Table of Contents
ISRN Genomics
Volume 2013, Article ID 307608, 10 pages
http://dx.doi.org/10.1155/2013/307608
Research Article

Multiscale fragPIN Modularity

1Center for Computational Science (CCS), University of Miami, Miami, FL 33136, USA
2Laboratory for Integrative Systems Medicine (LISM), Institute of Clinical Physiology (IFC), National Research Council (CNR), 56124 Pisa, Italy

Received 12 November 2012; Accepted 3 December 2012

Academic Editors: S. Cavallaro, A. Stubbs, and Z. Zhang

Copyright © 2013 Enrico Capobianco. This is an open access article distributed under the Creative Commons Attribution License, which permits unrestricted use, distribution, and reproduction in any medium, provided the original work is properly cited.

Abstract

Modularity in protein interactome networks (PINs) is a central theme involving aspects such as the study of the resolution limit, the comparative assessment of module-finding algorithms, and the role of data integration in systems biology.

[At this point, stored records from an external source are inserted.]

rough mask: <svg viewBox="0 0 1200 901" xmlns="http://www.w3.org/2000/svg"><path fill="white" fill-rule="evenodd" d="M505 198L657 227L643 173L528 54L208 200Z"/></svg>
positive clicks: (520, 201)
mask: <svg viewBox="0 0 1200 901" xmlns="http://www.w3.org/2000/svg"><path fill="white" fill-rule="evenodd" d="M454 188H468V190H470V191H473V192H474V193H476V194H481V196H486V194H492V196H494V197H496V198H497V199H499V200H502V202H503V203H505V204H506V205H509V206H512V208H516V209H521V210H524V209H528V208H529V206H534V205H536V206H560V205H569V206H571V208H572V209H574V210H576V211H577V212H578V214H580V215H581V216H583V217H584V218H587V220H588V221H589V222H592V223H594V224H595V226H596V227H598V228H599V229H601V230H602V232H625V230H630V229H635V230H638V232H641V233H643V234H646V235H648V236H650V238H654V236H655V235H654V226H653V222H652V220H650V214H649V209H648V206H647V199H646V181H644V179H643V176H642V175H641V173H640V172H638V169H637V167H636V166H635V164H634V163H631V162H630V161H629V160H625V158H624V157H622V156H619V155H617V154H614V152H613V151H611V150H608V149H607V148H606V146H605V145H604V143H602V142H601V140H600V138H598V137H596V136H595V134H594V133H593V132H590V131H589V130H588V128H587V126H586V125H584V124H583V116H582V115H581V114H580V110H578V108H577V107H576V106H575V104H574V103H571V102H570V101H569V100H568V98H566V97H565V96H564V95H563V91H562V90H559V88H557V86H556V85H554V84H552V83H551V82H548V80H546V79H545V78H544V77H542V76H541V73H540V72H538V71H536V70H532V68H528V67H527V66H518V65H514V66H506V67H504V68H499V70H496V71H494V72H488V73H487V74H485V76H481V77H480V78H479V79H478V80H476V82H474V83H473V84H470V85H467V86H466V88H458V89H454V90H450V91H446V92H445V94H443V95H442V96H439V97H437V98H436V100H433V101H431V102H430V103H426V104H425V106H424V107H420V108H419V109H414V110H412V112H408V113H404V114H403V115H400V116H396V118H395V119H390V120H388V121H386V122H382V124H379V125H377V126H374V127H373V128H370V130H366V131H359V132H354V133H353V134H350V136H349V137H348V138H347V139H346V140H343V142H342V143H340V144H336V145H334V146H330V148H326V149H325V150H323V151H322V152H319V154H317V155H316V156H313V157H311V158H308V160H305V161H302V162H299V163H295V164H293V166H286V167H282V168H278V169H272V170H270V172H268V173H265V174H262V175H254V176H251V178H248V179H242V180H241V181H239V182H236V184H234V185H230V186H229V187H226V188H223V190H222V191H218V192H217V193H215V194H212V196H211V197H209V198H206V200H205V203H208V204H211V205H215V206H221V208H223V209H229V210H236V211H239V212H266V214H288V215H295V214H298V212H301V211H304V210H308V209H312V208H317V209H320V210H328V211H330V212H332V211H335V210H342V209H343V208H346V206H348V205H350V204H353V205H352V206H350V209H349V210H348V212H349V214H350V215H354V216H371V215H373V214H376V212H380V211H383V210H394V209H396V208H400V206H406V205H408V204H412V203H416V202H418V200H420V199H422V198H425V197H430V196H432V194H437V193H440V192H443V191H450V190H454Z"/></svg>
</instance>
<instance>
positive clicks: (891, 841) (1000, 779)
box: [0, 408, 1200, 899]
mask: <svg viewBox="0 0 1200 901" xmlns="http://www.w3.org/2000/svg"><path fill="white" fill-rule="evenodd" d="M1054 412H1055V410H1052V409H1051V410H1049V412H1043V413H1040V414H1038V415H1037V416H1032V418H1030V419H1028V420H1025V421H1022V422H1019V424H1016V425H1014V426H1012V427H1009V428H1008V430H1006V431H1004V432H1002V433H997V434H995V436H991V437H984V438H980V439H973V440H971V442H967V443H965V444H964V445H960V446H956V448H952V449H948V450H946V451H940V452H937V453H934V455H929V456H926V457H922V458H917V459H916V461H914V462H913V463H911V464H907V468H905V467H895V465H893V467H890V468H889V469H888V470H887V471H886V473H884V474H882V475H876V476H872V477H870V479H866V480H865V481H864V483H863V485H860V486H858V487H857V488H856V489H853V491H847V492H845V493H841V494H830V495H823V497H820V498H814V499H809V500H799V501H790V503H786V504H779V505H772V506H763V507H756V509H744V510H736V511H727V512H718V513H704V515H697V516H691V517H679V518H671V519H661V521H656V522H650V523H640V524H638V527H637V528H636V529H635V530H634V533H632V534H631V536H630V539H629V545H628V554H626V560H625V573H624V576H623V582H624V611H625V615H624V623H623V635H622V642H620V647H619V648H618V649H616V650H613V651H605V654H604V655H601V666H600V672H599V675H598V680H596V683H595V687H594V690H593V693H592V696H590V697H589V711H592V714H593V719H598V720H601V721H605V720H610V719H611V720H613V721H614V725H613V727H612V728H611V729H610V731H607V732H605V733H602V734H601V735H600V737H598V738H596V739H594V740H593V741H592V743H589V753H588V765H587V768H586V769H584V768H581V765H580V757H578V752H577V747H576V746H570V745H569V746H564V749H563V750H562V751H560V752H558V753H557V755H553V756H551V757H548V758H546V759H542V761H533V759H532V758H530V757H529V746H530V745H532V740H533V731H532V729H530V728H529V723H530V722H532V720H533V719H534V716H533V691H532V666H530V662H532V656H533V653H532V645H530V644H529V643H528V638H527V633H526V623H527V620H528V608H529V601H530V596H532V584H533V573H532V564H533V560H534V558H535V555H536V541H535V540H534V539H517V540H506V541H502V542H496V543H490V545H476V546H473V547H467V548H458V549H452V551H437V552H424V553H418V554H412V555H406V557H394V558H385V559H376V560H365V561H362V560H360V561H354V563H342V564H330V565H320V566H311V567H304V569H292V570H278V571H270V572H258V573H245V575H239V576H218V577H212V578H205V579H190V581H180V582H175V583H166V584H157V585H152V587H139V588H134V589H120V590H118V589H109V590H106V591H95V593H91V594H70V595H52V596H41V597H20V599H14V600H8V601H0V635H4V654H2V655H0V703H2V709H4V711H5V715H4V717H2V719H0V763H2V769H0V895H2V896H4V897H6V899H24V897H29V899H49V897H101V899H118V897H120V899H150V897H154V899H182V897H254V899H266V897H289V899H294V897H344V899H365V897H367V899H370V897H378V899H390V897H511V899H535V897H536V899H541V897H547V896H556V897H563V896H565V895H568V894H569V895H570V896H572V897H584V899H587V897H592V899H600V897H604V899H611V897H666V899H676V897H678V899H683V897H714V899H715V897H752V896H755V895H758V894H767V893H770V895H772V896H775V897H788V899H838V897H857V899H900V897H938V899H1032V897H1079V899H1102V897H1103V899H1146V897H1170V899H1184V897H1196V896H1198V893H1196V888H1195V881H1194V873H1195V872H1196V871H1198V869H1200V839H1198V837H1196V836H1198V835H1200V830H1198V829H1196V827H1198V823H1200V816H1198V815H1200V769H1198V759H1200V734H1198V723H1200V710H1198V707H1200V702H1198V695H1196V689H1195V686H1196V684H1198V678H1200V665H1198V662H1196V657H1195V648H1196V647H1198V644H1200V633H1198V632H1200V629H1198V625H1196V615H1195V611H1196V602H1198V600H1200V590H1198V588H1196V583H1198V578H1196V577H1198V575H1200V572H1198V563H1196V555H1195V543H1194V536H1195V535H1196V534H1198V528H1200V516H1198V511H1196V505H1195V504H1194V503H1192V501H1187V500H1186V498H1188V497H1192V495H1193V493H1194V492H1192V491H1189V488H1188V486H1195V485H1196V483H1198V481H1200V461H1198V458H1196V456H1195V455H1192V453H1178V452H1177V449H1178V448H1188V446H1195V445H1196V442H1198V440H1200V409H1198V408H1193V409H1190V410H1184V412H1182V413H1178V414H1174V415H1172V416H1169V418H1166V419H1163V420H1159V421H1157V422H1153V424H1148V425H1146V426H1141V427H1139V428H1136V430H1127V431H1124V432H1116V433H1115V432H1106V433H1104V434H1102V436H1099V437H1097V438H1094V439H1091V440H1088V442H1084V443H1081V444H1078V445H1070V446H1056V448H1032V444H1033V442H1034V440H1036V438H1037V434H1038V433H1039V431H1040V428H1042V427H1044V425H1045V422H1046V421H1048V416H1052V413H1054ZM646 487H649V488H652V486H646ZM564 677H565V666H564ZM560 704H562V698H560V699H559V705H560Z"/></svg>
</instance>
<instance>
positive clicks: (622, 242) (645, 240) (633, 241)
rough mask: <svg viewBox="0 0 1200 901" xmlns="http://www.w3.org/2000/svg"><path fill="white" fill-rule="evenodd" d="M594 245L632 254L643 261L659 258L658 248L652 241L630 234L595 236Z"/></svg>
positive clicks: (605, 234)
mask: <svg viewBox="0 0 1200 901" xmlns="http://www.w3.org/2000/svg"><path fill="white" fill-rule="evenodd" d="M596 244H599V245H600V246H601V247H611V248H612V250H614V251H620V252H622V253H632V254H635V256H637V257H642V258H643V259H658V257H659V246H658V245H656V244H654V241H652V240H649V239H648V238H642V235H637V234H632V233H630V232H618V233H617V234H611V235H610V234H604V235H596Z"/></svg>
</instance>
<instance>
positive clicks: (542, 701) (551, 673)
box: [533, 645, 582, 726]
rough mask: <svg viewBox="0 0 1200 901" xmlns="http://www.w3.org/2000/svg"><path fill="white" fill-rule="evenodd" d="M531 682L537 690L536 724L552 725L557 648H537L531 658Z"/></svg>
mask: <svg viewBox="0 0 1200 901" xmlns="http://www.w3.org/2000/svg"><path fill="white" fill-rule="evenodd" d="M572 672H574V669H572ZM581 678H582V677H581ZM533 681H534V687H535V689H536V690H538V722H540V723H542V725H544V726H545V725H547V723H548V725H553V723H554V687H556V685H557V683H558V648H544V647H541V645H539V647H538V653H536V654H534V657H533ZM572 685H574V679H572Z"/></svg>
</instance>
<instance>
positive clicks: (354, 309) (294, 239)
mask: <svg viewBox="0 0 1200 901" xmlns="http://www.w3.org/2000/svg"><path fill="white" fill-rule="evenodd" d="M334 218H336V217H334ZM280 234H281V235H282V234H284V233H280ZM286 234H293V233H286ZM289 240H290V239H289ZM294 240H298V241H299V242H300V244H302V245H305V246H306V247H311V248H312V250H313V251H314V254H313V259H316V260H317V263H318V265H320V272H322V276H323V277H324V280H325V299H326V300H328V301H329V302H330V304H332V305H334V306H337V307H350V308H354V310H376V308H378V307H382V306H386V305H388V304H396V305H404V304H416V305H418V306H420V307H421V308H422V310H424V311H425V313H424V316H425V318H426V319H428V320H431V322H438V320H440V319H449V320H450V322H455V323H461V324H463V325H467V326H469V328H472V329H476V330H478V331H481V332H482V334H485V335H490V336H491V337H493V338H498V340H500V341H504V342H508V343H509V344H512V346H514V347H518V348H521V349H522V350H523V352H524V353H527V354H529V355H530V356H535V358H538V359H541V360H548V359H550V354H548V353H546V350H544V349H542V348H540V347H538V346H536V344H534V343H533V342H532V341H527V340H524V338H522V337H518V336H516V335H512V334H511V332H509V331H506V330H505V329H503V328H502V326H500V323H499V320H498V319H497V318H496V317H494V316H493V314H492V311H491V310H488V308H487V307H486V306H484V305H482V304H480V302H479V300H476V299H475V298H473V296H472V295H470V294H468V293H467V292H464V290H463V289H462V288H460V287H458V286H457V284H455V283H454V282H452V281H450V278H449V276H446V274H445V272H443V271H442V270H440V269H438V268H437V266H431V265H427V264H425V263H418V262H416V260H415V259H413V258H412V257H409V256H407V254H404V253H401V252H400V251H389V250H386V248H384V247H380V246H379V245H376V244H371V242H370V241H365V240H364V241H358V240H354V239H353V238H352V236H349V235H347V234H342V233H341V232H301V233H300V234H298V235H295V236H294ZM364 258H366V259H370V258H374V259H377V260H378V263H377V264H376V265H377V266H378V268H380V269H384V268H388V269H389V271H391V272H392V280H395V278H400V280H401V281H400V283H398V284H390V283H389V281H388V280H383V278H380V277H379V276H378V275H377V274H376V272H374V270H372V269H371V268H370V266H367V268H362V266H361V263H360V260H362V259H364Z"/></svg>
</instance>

It is less common to study the relationships between the topological hierarchies embedded within the same network. This occurrence is not unusual, in particular with PINs that are considered assemblies of various interactions depending on specialized biological processes. The integrated view offered so far by modularity maps represents in general a synthesis of a variety of possible interaction maps, each reflecting a certain biological level of specialization. The driving hypothesis of this work leverages on such network components. Therefore, subnetworks are generated from fragmentation, a process aimed to isolating parts of a common network source that are here called fragments, from which the acronym fragPIN is used. The characteristics of modularity in each obtained fragPIN are elucidated and compared. Finally, as it was hypothesized that different timescales may underlie the biological processes from which the fragments are computed, the analysis was centered on an example involving the fluctuation dynamics inherent to the signaling process and was aimed to show how timescales can be identified from such dynamics, in particular assigning the interactions based on selected topological properties.